- 著者
-
陳 韻如
都甲 さやか
- 雑誌
- 美術研究 = The bijutsu kenkiu : the journal of art studies
- 巻号頁・発行日
- no.417, pp.1-42, 2016-01-21
“Bird-and-flower” and “landscape” subject matter had both already appeared in Chinese painting during the Tang dynasty. Despite differences from the perspective of discourse with landscape painting, which had developed its own, no specialized terminology for bird-and-flower painting had appeared at that time. Nevertheless, the history of bird-andflower painting from the Tang to Song dynasties is of great importance. This study analyzes significant results in the development of bird-and-flower painting between the Tang and Song dynasties (eighth to eleventh centuries). In doing so, the author has discovered that changes and developments in the idea of “landscaping” led to a process of incubation, formation, and development for bird-and-flower painting during the Tang to Song period. Several essential points in the study include the following. First, archaeological evidence from wall paintings reveals that, in the period between the eighth and ninth centuries, bird-and-flower subject matter developed out of the different categories of figure painting and decorative design.
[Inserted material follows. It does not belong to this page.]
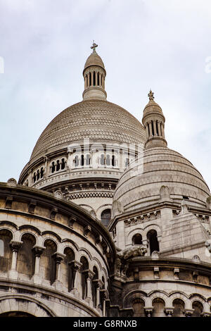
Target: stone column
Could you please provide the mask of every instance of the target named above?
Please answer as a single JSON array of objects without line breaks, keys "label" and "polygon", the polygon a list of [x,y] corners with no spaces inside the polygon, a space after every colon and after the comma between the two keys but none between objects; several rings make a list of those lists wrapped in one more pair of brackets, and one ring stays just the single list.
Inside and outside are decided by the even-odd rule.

Second, the study shows the maturation of “natural landscaping” around the ninth and tenth centuries, in which refined scenery was arranged in a painting according to the nature of the things depicted therein, representing the beginnings for the foundation of an independent bird-andflower painting category. And third, with the achievements of such painters as Huang Quan and Huang Jucai in the latter half of the tenth century, the results originally in “natural landscaping” went through a period of change, leading to the pursuit of a further developments for a “fusion of feeling and setting” seen in the paintings of Cui Bo later in the eleventh century. This study points out that the construct of “painting surface” in bird-and-flower painting of the eleventh century differed from that of the previous generations. Not only did “units” develop according to the nature of things on the “painting surface,” an emphasis was placed on the relationship between these “units” to form a “fusion” of unity, thereby expressing further meaning and implication beyond the view of nature in the painting. The probe in this study of a series of developments explains the “transformations in bird-and-flower painting” in terms of trajectories, influences, and art-historical significance.